Vivíamos de un sueldo y teníamos interiorizado que detrás de una peseta, por pequeña que pareciera, estaba el sudor de un padre, el sacrificio de una madre y el futuro de los hijos.
De pequeños nos enseñaban la importancia del ahorro y era raro la casa donde los hijos no tenían su hucha en la que iban depositando religiosamente las monedas que le sobraban de la paga del domingo o la propina que alguna tía generosa nos había regalado por ir a verla. Había una paga dominical que recibíamos la mayoría de los niños con la condición de que nuestro comportamiento hubiera sido adecuado durante la semana. Nos daban lo justo para ir al cine y que nos sobrara por si queríamos comprarnos algo en el carrillo que ponían en la puerta: dos reales de regaliz o unos cuantos caramelos de café con leche, que eran tan empalagosos que te duraban toda la película.

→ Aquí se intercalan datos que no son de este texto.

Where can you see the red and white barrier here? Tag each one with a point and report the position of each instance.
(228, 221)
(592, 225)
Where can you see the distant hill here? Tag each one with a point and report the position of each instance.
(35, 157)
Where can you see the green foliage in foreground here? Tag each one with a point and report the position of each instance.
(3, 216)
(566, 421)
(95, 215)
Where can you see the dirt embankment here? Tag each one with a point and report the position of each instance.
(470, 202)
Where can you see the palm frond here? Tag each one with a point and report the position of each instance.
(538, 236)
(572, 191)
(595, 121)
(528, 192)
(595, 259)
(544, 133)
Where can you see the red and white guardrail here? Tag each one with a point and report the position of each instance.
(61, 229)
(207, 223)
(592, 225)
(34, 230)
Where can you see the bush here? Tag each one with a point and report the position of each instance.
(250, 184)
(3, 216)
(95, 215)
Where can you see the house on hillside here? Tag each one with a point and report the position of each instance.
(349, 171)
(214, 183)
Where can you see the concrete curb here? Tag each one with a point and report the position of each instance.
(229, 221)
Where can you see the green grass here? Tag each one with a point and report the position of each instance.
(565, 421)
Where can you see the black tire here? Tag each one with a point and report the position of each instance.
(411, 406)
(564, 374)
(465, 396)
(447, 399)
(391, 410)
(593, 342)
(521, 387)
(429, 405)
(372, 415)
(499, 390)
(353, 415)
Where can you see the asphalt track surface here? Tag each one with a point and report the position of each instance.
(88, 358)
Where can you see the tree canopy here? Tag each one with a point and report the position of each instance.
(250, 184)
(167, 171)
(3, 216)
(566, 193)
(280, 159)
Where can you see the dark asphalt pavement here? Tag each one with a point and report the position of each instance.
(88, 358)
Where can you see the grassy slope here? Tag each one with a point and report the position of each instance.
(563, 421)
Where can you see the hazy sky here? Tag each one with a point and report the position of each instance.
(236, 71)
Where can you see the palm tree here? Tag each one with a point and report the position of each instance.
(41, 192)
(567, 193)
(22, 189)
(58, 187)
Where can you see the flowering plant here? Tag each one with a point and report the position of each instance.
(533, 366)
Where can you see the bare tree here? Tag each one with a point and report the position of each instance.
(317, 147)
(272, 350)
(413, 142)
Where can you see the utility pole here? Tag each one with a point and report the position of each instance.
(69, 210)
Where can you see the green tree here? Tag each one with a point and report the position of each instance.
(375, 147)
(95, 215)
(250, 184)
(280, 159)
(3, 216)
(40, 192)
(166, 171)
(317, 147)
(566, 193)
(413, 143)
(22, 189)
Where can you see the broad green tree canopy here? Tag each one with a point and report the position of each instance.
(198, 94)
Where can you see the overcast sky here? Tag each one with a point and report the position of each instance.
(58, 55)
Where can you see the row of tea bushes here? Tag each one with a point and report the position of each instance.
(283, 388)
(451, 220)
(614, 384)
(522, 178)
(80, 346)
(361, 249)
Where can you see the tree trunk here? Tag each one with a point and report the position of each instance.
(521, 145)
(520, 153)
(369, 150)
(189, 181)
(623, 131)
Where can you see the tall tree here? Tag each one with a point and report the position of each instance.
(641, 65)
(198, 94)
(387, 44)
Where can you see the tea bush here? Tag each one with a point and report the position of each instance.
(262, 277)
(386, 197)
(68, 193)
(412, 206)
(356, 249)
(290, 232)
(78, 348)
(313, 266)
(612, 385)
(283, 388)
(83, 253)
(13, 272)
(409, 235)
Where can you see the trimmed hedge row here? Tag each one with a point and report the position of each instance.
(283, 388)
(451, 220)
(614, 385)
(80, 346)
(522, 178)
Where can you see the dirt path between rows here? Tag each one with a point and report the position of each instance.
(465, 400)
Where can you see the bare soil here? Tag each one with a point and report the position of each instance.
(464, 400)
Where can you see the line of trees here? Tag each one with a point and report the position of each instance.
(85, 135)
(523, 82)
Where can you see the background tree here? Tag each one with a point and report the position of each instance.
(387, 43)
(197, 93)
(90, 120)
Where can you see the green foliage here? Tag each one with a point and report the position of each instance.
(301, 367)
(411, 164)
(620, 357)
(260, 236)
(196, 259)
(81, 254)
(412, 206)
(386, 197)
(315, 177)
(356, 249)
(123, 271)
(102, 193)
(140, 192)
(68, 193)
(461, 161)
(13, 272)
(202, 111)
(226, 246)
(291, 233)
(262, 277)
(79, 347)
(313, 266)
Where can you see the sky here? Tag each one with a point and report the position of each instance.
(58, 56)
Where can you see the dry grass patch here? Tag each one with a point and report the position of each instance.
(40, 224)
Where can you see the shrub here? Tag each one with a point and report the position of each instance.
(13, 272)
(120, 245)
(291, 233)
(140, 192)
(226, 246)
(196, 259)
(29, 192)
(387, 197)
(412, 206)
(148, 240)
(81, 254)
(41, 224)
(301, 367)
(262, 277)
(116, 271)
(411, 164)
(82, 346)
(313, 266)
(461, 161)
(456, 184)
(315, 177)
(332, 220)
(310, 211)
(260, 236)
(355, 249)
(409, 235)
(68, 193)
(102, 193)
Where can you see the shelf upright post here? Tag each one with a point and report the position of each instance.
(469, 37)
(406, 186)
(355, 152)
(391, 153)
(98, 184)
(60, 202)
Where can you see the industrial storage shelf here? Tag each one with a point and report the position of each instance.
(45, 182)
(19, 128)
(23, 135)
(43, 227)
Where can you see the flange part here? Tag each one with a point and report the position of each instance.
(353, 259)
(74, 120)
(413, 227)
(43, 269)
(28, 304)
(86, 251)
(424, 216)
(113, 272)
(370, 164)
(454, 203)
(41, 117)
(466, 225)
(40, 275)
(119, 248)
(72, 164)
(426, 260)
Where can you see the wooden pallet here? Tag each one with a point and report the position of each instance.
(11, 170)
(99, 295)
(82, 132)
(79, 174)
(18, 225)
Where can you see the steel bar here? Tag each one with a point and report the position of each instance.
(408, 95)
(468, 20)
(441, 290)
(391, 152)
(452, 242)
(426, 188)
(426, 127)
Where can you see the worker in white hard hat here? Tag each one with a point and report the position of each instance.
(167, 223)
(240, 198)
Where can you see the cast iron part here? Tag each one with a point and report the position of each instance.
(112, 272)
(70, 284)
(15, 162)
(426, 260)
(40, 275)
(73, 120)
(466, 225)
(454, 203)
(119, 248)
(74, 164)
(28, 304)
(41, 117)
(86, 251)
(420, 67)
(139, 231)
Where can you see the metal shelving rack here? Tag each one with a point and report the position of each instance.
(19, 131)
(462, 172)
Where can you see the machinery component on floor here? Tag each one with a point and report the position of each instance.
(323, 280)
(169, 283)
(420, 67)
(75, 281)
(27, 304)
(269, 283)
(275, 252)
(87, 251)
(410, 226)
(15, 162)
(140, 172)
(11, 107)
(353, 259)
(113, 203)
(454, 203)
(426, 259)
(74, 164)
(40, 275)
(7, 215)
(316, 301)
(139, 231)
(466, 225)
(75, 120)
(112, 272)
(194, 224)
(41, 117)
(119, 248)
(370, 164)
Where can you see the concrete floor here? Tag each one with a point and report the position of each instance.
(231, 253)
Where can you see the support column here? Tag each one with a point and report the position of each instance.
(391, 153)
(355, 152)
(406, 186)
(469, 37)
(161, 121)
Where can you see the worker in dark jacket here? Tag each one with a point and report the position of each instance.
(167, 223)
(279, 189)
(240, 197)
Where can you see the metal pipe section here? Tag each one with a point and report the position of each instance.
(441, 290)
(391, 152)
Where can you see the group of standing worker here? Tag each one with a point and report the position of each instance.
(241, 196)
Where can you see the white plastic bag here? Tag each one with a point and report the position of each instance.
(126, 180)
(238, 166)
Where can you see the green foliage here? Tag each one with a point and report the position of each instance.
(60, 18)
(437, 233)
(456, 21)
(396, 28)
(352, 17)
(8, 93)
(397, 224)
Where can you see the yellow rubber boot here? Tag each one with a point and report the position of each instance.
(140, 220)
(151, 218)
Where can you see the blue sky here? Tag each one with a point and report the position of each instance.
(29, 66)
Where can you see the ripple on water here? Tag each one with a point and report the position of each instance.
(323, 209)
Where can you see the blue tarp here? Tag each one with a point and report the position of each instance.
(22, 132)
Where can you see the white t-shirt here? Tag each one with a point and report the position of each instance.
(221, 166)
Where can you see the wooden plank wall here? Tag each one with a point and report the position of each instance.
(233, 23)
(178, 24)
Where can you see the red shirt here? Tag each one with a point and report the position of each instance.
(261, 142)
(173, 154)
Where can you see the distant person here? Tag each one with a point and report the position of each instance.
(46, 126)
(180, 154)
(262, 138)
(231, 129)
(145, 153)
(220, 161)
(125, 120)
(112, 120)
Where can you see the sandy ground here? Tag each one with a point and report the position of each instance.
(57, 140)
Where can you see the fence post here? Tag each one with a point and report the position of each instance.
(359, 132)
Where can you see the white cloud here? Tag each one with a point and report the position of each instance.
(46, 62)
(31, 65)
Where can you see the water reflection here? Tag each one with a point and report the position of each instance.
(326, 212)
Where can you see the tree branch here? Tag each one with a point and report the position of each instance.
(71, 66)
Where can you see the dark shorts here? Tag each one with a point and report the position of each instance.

Un sueldo para una familia no daba para lujos por lo que la ropa de los niños se heredaba y las fiestas se restringían al comedor de la casa o a las excursiones al campo o a la playa de los domingos. La cultura del bar que vivimos actualmente no existía. Ir a un restaurante a comer para una familia de entonces era un lujo que podía ocurrir muy de vez en cuando, siempre de forma excepcional y midiendo mucho las consecuencias.
Recuerdo el sentimiento de euforia que se vivía en las vísperas del 18 de Julio, que era fiesta nacional. Esa alegría colectiva no emanaba de la política ni del recuerdo del día del alzamiento, sino de la paga extraordinaria que llegaba a las casas como si fuera la mano de Dios. Con la paga extraordinaria las familias llenaban las despensas para dos semanas y tapaban los agujeros que habían dejado en la tienda de confianza.
Por el mes de agosto, éramos muchos los niños que teníamos la costumbre de abrir la hucha que habíamos guardado como oro en paño durante doce meses y hacer el recuento del dinero que teníamos para disfrutarlo en la feria.